1. Kitchen Confidential by Anthony Bourdain
“To me, life without veal stock, pork fat, sausage, organ meat, demi-glace, or even stinky cheese is a life not worth living.”
I agree, Anthony. I’m generally not a huge fan of the whole celebrity chef brigade, but I love the honesty with which he writes. It’s almost like accidentally eavesdropping on a conversation; it’s like he didn’t really expect you to read the book. If you are even slightly interested in what goes on on the other side of those kitchen doors, don’t miss this book.
2. Momofuku by David Chang
“Momofuku is not me. It’s everyone. I’m just the facade. We have to exceed expectations and be our harshest critics.”
From the homophonous qualities of the title to the choice of words used–this book is profane. And that’s not considering the very explicit food pornography it hides within its covers.

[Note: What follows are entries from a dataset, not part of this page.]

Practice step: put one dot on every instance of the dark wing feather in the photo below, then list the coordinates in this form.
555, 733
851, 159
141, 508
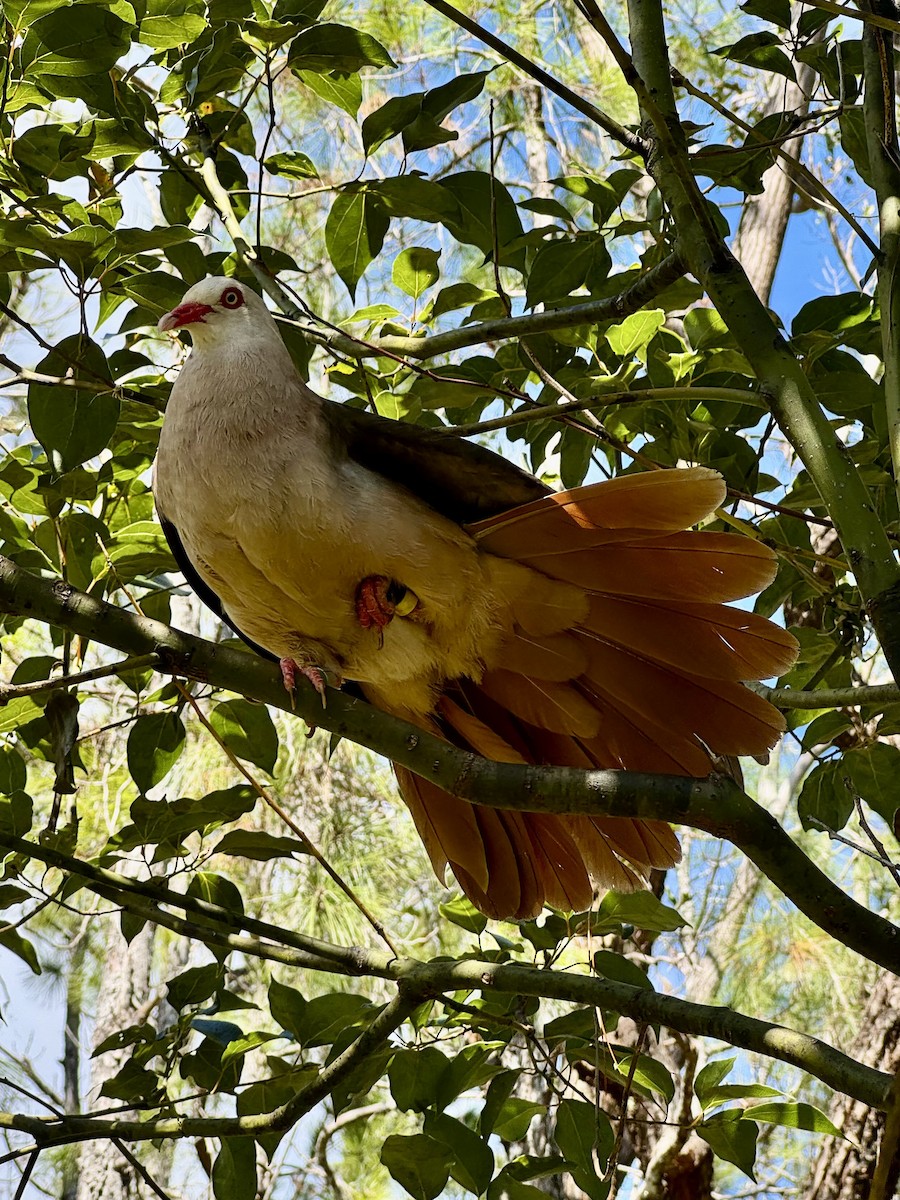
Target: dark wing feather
459, 479
201, 587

I love David Chang–and this book embodies his ‘who cares’ attitude as it details the stories of how his Momofuku empire grew and how the dishes evolved. It’s inspirational how Chang spent years in Japan learning about noodles and ramen, and then capitalised on his expertise on these to shoot to fame in the food scene.
3. Eat my Globe by Simon Majumdar
“Go Everywhere, Eat Everything.”
Simon boldly lays down his mission on the cover of his book, and he doesn’t fail to deliver.
He decided to strike this desire off his bucket list after having a midlife crisis and sending out 42 emails saying, “I hate my job,” and quitting. He takes us through a bunch of countries including China, India, Australia and Mongolia.
Reading about him eating a whole tandoori chicken at Bukhara and can rat in China (he ate it so we don’t have to) stirs my desire to get out of the house and start chomping my way around the world myself.
4. Larousse Gastronomique
The venerable encyclopaedia on food, cooking techniques and ingredients. First published in French in 1938, with a preface written by Escoffier, this book has now evolved into a compendium of over 8,500 recipes, over a 1000 pages of culinary terms, 900 full color photographs and 70 black and white illustrations.
Don’t step into a kitchen without a copy of this to back you up.
5. Rude Food by Vir Sanghvi
This one’s for those of you who wait for Vir Sanghvi’s column in Brunch every Sunday. Vir Sanghvi’s honest, yet sharp and witty writing makes up for his occasionally self effacing and borderline obnoxious presentation of views. With columns touching on wine, whisky, caviar and the story of Indo-Chinese food–it’s very comprehensive read.